镇长闻言,沉默了一会,默默从怀里掏出一把银质的钥匙,轻轻放在桌上,又从抽屉里拿出一枚印信和钥匙放在一起,慢慢推向文森特。
钥匙是城镇大厅的,而那枚印信则代表了镇长的权力。拥有了这一切,就相当于将整座小镇的管理权牢牢握在手中。可游骑兵并没有接收这座镇子的打算,文森特抬眼不解地望向镇长。
“男爵的命令是让我控制住东边来的散兵游勇,但眼下明显我已无力完成任务。可你们又要住在镇上,作为镇长的立场,我不能假装看不见。”说到这里,镇长笑了,带着轻松与释怀,“因此,将镇子的权力移交给你们,这是最好的方法。”
面对做事如此光棍的镇长,文森特并未急着表态,军佐首席参赞肖恩沉吟着,心中计较着接受镇子的利益得失。
德卡沃看着游骑兵的反应,反倒规劝道,“镇子交给你们,我们双方并无不妥。”他做出当地标准地举手动作,“你们看!原先,我并不知晓你们是王国近卫军。你们的身份代表了王国。我虽然不知道你们此番西行的目的,但看你们的状态,应该不是逃亡的军人。而如今是战时,从法理来说,军队接管当地防务,这无可厚非。再说,你们似乎卷进了当地贵族的利益纠葛,虽然我并不能看清。不过从目前的状况来看,掌握住萨恩贝镇,也不失进可攻退可守的境地。”
文森特朝肖恩看去,见对方对自己点头。转头玩味地对镇长说,“您说的不错。不过,以您的立场,似乎并不该说这番话。”
“当然,我有私心。”
文森特静待下文。
“不过,是私人原因。我二十岁来到这里,从最低级的书记员做起。我比任何人都勤奋,不知不倦已经过去三十四年……”镇长抬眼扫视了一圈屋里的游骑兵,有些腼腆地呵呵笑起来,“我的妻子是当地人。加利亚拉斯的人下午有去海边漫步的习惯。你们可以把这种习俗,理解成为东境的下午茶,只是在时间上要久一些。在我认识她的三十二年中,除了最初那段时间,曾经被她强拉着走上这片海滩。其余的时间,都没有再陪她走过……”

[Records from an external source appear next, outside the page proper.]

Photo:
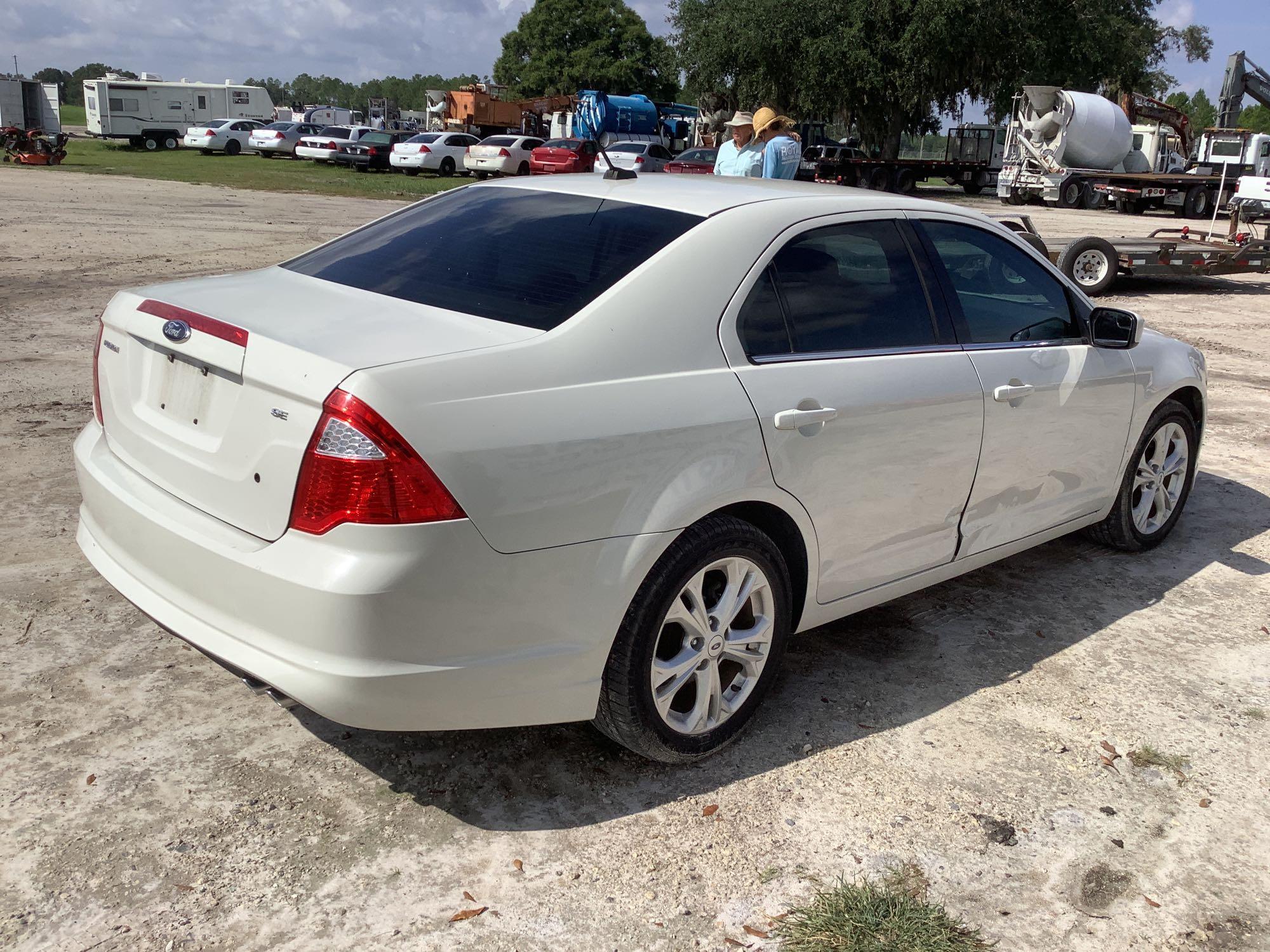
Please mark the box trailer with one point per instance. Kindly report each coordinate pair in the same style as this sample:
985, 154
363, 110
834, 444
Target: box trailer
156, 115
29, 105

镇长站起身走到窗前,透过窗看着此时在夕阳下的海滩上漫步的人们,“年轻时,我一心想着要证明自己,想着要洗漱被逐出家族的耻辱。做到镇长以后,又被诸事缠身……或许这是神赐予我的机会。”
听镇长如此说,游骑兵全体沉默。来的时候,他们详细打听过镇长的情况,他的妻子似乎比他要年长一些,据说身体近来不怎么好,时常会去圣比索修道院找僧侣治疗。
游骑兵也不知道该如何面对德卡沃的身份。他是本地的镇长,隶属于这里的贵族。由于本地男爵的那道命令,这位德卡沃镇长本应处在游骑兵的敌对面。可他现在却像是在祈求向游骑兵移交管理权。这种敌我分辨不明的感觉,让他们心里很不舒服。即便是要接管这里的一切,顺利地都可以用‘走了狗屎运’来形容,可他们心里仍然不舒服。
这种心里不爽的感受,直到镇长临走时,才变得好上那么一点。
镇长跟文森特交接清楚小镇的事务,起身告辞的时候,却发现游骑兵没有一人跟他一起走,说,“大人,您得派两个人跟着我才行。”
“嗯?”
“我现在是俘虏,好歹你得派两个人看押我吧。”
“没有这个必要。”
对于能主动投降,又主动移交权柄,还指使不动本地武装的镇长,根本没有派人看守的意义。当然,暗中监视的人员自然不可少,但面上不能让对方察觉。
镇长却饶有意味地说,“很有必要。这样才像是俘虏的待遇。”
佩特哼道,“我们那里俘虏都待着牢里。”
镇长也不在意,笑着说,“能随意走动,那是近卫军对我这名老头子的尊重与优待。”
文森特脑子里这时想到了什么。“你这里有仇家?但是这里的人除了难以理喻外,并不野蛮。”
德卡沃不可置否,只是在门前笑站着。
文森特看着对方那笑容,心中明悟过来,挑着眉冷声道,“哦,我明白了。不过,你完全可以将那人指出来。一劳永逸。”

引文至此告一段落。